COVID……..I think every one of us on the planet is sick of hearing about it!
Put on the news, there it is. Signs outside stores, and people queuing to enter stores and banks, most of us in a good natured way, has become the norm. The “New Normal”, has become a daily phrase and each of us is coping in our own way.
I can honestly say that the situation has not really been a huge deal in my life. As a senior, I don’t go out to work, so that hasn’t changed. I receive my monthly pension, so no loss of wages and no need to claim CERB. No young children to educate so no problems on that issue. I have time to shop at any hour of the day and usually find late morning convenient as most people have gone to eat lunch and no line up.
Most stores are following the protocols and hand sanitizer is available at every turn, so no reason we can’t all keep ourselves safe. The hoarding has stopped so shelves offer most of the items we need.

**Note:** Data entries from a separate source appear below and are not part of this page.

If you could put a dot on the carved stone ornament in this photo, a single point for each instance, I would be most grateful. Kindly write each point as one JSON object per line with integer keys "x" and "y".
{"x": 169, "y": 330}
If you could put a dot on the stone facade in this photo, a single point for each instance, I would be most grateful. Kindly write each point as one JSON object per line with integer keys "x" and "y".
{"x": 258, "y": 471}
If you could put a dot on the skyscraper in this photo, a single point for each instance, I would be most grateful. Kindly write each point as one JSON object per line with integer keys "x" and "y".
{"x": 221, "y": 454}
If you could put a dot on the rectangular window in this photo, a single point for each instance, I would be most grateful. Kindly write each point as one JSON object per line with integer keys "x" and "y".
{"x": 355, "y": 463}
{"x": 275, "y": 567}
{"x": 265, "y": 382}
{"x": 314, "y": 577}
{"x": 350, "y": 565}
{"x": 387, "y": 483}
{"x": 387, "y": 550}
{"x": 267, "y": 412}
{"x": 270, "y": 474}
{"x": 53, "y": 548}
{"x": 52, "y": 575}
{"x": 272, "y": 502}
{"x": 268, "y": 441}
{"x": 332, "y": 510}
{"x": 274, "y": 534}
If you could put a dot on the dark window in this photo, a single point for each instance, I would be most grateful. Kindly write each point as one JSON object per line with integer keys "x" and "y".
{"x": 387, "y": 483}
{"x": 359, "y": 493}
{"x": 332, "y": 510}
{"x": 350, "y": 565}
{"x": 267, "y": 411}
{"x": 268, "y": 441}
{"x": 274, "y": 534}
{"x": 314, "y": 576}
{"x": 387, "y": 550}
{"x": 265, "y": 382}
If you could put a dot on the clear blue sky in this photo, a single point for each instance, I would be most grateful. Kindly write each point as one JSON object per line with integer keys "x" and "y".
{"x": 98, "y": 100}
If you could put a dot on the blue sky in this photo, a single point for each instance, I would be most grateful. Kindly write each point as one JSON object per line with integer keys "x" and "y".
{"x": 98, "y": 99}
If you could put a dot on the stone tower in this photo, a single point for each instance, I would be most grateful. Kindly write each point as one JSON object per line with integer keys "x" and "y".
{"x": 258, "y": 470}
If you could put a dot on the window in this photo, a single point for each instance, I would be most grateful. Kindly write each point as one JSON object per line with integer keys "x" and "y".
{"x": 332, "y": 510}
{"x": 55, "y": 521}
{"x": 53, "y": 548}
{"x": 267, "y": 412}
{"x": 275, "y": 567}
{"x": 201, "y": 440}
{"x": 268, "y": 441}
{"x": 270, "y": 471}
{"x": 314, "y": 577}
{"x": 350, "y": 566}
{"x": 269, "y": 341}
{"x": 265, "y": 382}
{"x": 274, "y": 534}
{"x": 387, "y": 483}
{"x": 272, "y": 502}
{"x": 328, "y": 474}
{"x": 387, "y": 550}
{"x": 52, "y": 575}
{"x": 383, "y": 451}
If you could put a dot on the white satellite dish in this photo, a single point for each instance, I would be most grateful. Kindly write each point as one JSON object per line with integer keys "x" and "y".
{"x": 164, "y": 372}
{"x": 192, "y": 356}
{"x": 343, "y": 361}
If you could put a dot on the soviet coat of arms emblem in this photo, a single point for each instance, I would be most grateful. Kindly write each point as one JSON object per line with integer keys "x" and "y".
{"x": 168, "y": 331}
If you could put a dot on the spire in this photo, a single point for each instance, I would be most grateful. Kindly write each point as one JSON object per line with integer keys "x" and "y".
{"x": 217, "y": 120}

The news headlines are really depressing but I honestly don’t know of one person who has contacted the virus, not even friends of friends seem to be affected, so I do not live in fear, but do follow the advised protocols and intend to do so for as long as is necessary.

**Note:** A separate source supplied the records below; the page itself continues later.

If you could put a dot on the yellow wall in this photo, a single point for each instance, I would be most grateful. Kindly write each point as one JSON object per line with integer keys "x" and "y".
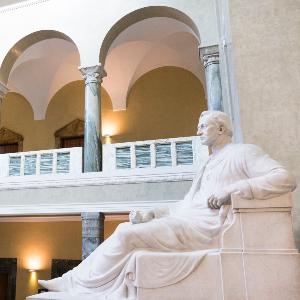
{"x": 266, "y": 40}
{"x": 165, "y": 102}
{"x": 35, "y": 244}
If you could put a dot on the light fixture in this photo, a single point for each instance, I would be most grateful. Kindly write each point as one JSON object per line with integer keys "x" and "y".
{"x": 107, "y": 139}
{"x": 31, "y": 270}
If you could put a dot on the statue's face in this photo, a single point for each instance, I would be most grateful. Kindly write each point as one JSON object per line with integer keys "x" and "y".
{"x": 208, "y": 131}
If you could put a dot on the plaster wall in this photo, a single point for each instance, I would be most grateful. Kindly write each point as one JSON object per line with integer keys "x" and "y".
{"x": 80, "y": 25}
{"x": 165, "y": 102}
{"x": 266, "y": 43}
{"x": 35, "y": 244}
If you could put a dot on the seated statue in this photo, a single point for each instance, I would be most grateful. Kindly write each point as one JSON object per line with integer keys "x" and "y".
{"x": 191, "y": 224}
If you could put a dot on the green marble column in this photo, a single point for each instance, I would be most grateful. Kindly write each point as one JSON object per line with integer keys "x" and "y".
{"x": 92, "y": 156}
{"x": 92, "y": 223}
{"x": 210, "y": 58}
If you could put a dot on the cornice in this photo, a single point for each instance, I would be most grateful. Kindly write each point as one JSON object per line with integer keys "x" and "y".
{"x": 23, "y": 4}
{"x": 90, "y": 179}
{"x": 77, "y": 208}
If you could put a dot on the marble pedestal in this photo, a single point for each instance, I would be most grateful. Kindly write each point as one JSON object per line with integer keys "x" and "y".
{"x": 257, "y": 260}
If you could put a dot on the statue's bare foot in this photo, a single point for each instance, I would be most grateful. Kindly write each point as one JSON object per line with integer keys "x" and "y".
{"x": 55, "y": 285}
{"x": 135, "y": 217}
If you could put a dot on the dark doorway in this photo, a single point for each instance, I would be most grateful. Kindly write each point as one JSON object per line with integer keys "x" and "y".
{"x": 3, "y": 286}
{"x": 9, "y": 148}
{"x": 8, "y": 276}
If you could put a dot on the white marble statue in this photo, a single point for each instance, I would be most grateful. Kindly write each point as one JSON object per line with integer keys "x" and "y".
{"x": 193, "y": 223}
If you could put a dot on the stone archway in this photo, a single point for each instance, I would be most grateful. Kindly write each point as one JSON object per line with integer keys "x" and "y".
{"x": 139, "y": 15}
{"x": 24, "y": 43}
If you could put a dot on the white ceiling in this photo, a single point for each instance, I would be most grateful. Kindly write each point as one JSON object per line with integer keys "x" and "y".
{"x": 48, "y": 65}
{"x": 8, "y": 2}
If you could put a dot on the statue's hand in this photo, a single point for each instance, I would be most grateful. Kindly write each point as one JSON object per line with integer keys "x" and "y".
{"x": 136, "y": 216}
{"x": 216, "y": 200}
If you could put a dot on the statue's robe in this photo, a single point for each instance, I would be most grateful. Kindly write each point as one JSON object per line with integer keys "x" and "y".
{"x": 190, "y": 225}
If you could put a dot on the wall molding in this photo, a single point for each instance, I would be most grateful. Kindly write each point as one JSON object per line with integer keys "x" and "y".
{"x": 63, "y": 211}
{"x": 23, "y": 4}
{"x": 97, "y": 179}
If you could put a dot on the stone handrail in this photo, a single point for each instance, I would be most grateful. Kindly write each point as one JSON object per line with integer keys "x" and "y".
{"x": 260, "y": 225}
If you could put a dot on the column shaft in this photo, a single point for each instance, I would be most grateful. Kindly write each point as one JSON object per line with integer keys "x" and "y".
{"x": 92, "y": 223}
{"x": 92, "y": 157}
{"x": 210, "y": 57}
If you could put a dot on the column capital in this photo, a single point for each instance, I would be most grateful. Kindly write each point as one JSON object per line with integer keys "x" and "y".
{"x": 3, "y": 90}
{"x": 209, "y": 55}
{"x": 93, "y": 74}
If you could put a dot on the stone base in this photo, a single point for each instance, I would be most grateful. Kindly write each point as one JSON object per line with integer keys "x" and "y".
{"x": 60, "y": 296}
{"x": 235, "y": 276}
{"x": 222, "y": 276}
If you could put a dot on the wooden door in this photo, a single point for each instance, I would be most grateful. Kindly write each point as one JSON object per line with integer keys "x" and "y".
{"x": 3, "y": 286}
{"x": 8, "y": 148}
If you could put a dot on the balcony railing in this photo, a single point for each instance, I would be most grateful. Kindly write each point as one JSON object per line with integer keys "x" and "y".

It is really disheartening to see that people are gathering in large groups, but it is perfectly understandable. We are socially motivated, we love our friends and the temptation to get together and enjoy one another’s company is enormous. Because of my age and the age of my friends, we resist the temptation to mingle with a big crowd but, probably twenty years ago, I would have thrown caution to the winds and gone to the party, I was healthy, had worked all week and enjoyed letting lose on my leisure time. Sickness was for the weak and infirm and, being strong and healthy, I could weather any storm.

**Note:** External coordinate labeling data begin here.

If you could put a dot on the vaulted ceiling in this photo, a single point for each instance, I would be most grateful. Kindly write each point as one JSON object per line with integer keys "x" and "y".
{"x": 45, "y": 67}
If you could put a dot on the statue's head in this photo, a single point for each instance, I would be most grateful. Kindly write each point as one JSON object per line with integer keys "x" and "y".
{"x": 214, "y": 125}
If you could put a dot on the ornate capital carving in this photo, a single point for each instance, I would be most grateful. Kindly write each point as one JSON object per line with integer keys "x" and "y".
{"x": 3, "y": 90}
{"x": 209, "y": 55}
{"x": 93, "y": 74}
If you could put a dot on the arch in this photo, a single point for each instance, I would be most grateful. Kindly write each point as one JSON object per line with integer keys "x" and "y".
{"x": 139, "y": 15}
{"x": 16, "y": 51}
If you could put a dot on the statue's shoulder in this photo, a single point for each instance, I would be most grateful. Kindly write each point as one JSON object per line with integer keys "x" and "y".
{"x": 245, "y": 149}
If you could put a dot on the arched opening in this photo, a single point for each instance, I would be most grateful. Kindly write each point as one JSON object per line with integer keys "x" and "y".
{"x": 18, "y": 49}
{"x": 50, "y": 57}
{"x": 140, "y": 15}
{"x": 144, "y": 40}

The news that this situation is going to last for eighteen months or more is distressing. I honestly don’t think an immunization/vaccine is going to be available for many months and then it will take forever for the inoculation of our country, let alone the entire world to take place. Till then, are we not going to be able to travel? Probably not, and this is a real problem for those with relatives and loved ones overseas.
I usually fly to the sun for two weeks in February, just fourteen days of glorious sunshine and relaxation makes the winter feel less depressing. Grey skies are a sure recipe for depression and those of us who look forward to this midwinter break are in for a long, lonely winter. Coping with depression in the sunshine is one thing, it makes it easier on the brain to focus on the positive when the sky is blue, the sun is hot and the pool beckons. Getting out of bed and forcing yourself to face another grey day is another matter.
Luckily, I have a little dog and live in proximity to the park. Without Daisy’s hopeful face willing me to get up in winter, I probably wouldn’t. She is my life saver and the only reason I get dressed on many days. Of course, once I am in the park I am reminded of our beautiful area, the hills are glistening in the snow, the trees are asleep for winter, but I know they will bloom again. God has given us such a gorgeous world to enjoy, but the way we take it for granted and the abuse of our planet takes it’s toll, so every now and again the earth rebels.
The result is famine, flooding, out of control fires or a pandemic, such as this one. We cannot keep on raping the land and oceans without nature fighting back. Our waterways are now becoming less polluted but the poles are still suffering and the ice mass still shrinking.
Maybe this time of “life on hold” can give us time to review the way we use our world and try to turn things around. We are all being told to be kinder to our fellow man and I think many of us have taken this to heart, however, will we still feel patient and kind when we stand in line outside the bank, or the store, when it is freezing cold or when sleet is trying to force it’s way under our collar? It is going to be much harder to ‘love thy neighbour’ when they try to jump the queue.
Let’s hope and pray for patience and a kind, dry winter.